ALEXANDER CAMPBELL / LONDON

Department of Defense presses on with recovery action as manufacturers appeal

The US Department of Defense is threatening to cut off payments to Boeing and General Dynamics after they refused last week to repay $2.3 billion owed from the cancelled A-12 Avenger programme.

The government gave the two contractors until 30 September to repay $1.15 billion each, but both refused. The Pentagon says that, while "the optimal way is for them to pay us in cash...if the companies do not pay, we can arrange a set-off deal against existing contracts". This would see payments to the two companies for current programmes being suspended.

Negotiations on the method of payment continue, with the Pentagon understood to have rejected an offer of payment in kind, in free engineering improvements and extra aircraft on existing contracts.

The US Court of Federal Claims ruled last year that the US Navy, which originally ordered the aircraft as a replacement for its Grumman A-6 Intruder bombers, was right to cancel the programme and could proceed to recover its money - $1.3 billion spent by the navy, plus $1 billion in interest accumulated since the cancellation in 1991 (Flight International, 18-24 September, 2001).
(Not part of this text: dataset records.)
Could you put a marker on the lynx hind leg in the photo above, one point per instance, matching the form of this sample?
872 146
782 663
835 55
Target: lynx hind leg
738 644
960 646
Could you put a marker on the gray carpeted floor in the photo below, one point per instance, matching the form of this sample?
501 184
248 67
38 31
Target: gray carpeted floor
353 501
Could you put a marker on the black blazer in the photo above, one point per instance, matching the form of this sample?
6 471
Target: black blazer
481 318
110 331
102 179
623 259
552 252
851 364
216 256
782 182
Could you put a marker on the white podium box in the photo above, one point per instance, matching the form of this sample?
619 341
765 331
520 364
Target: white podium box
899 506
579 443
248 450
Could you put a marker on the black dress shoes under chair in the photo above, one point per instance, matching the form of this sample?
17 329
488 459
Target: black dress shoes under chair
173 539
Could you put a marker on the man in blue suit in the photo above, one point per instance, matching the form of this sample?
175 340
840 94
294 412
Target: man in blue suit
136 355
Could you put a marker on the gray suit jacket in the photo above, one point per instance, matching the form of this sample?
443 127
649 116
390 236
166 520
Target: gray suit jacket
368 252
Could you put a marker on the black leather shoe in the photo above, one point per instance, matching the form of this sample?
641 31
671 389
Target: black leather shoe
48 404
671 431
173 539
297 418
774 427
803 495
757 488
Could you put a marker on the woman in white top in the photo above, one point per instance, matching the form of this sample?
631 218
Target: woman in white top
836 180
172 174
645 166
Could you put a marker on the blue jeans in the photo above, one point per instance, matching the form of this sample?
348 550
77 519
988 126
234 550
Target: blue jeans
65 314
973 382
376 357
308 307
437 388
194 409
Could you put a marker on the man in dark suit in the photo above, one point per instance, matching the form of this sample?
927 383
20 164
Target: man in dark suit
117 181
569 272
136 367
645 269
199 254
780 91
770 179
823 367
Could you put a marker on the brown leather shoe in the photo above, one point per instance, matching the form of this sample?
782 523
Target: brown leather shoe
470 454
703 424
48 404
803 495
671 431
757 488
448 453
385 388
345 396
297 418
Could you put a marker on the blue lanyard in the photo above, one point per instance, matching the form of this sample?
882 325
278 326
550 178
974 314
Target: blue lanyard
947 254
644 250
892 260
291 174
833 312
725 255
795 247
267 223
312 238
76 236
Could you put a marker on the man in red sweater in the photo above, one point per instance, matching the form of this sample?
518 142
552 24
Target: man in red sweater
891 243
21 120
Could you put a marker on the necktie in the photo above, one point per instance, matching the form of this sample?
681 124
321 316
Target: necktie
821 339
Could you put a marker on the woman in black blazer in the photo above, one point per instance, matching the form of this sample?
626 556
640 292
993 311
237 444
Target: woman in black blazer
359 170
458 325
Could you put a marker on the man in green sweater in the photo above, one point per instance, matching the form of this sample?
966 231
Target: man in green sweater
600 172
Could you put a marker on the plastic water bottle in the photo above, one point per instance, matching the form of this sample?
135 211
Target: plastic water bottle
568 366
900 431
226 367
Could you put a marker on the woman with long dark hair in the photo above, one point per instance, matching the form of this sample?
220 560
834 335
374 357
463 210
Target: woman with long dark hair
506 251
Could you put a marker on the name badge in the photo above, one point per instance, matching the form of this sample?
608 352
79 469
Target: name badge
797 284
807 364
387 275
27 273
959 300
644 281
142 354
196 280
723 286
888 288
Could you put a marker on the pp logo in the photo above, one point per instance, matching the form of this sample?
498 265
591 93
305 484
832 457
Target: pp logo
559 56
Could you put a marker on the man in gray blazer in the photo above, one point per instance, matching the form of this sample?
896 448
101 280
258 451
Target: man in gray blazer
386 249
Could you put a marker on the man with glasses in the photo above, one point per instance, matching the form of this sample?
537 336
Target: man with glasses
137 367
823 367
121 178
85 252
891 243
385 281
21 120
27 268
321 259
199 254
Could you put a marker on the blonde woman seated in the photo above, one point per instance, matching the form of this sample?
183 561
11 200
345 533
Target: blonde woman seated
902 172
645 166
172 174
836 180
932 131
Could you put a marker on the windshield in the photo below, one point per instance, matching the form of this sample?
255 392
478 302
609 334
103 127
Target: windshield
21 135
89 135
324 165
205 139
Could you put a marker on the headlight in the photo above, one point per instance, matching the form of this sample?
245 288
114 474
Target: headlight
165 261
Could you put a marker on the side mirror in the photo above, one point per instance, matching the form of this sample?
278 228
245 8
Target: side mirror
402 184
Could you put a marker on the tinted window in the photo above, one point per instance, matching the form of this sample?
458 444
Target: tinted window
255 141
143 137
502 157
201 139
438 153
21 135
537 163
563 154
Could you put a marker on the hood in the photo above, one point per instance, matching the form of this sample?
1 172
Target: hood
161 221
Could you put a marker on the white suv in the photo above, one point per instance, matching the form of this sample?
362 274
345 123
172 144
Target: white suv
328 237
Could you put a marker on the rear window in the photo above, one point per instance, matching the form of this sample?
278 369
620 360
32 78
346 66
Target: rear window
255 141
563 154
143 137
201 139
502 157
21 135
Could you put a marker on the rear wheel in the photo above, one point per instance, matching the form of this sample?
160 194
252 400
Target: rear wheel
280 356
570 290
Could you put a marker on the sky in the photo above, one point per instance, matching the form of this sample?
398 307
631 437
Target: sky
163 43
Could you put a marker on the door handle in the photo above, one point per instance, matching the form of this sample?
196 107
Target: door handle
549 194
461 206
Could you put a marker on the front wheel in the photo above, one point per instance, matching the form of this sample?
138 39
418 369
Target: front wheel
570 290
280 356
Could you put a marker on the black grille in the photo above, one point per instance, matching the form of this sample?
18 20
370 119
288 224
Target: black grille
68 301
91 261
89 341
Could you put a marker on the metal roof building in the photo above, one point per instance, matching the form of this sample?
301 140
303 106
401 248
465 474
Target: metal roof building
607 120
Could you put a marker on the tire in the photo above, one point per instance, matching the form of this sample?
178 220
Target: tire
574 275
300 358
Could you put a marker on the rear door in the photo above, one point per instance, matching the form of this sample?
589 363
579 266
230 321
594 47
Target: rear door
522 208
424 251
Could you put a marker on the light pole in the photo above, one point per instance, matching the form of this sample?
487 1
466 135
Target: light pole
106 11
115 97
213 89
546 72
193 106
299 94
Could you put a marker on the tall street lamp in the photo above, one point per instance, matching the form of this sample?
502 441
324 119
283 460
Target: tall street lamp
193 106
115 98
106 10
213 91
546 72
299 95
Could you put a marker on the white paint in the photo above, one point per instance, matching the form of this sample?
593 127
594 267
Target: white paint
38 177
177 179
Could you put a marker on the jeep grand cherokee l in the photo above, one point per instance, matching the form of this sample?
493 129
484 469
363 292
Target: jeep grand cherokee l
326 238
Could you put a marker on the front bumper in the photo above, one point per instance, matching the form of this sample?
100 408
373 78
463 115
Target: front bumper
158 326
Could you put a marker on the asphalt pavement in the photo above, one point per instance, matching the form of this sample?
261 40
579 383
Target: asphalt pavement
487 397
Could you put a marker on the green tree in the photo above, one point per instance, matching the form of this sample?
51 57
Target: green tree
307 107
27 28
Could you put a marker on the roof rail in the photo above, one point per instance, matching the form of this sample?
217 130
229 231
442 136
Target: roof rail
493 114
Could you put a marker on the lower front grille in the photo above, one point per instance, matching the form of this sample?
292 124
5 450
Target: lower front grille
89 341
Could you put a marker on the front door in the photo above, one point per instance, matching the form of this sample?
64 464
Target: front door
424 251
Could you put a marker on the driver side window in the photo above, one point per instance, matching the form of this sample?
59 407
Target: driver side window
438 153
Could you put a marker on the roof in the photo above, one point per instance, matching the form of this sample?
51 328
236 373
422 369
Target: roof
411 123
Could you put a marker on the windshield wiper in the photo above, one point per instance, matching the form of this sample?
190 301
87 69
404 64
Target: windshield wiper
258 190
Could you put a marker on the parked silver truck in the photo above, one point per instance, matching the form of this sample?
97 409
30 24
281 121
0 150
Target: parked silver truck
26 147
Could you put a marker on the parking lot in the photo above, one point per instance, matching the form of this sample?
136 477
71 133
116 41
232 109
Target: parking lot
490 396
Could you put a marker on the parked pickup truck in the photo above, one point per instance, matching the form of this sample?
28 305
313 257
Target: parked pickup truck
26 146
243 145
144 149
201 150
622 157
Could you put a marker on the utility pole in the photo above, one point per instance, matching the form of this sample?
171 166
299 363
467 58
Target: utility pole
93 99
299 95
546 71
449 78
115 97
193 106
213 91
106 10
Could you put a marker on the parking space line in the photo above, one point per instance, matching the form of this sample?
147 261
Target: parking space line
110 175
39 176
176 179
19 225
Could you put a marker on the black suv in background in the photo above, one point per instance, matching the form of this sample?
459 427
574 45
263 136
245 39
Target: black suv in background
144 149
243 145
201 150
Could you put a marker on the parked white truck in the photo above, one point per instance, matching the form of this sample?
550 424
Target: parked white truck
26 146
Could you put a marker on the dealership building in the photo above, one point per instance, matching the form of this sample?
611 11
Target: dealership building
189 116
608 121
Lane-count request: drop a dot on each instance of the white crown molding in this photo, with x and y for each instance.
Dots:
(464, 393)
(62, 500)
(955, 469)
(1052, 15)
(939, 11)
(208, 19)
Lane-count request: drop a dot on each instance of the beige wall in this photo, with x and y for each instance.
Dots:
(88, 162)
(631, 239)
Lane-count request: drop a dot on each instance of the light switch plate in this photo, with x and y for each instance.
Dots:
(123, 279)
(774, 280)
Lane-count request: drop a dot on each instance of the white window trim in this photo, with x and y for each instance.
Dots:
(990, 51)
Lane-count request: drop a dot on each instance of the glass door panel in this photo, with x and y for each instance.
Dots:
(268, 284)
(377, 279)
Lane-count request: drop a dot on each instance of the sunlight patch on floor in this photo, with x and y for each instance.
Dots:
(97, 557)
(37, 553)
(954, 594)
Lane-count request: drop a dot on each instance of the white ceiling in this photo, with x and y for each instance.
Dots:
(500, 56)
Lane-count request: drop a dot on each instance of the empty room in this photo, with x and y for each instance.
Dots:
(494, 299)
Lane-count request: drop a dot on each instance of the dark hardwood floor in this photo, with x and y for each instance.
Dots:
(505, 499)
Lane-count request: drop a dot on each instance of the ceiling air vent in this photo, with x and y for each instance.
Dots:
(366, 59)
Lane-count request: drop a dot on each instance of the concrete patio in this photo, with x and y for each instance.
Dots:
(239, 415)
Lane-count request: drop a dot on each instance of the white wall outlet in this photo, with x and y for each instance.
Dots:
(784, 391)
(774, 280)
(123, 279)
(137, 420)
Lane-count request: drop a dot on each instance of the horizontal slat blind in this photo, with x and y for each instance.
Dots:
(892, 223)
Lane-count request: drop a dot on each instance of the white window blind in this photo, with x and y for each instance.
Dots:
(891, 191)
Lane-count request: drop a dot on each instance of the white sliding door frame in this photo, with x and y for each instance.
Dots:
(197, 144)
Both contractors have appealed, but the Pentagon is confident its recovery action is legal: "It has been cleared by the Department of the Navy, the Department of Justice and the Pentagon's own legal staff."

Boeing says the Pentagon has no grounds for its claim, as the original contractor was McDonnell Douglas, which merged with Boeing in 1997 - although the Pentagon believes the parties involved "are the appropriate ones". General Dynamics' military aircraft division was acquired by Lockheed Martin in 1992, but liability for the A-12 stayed with the parent company.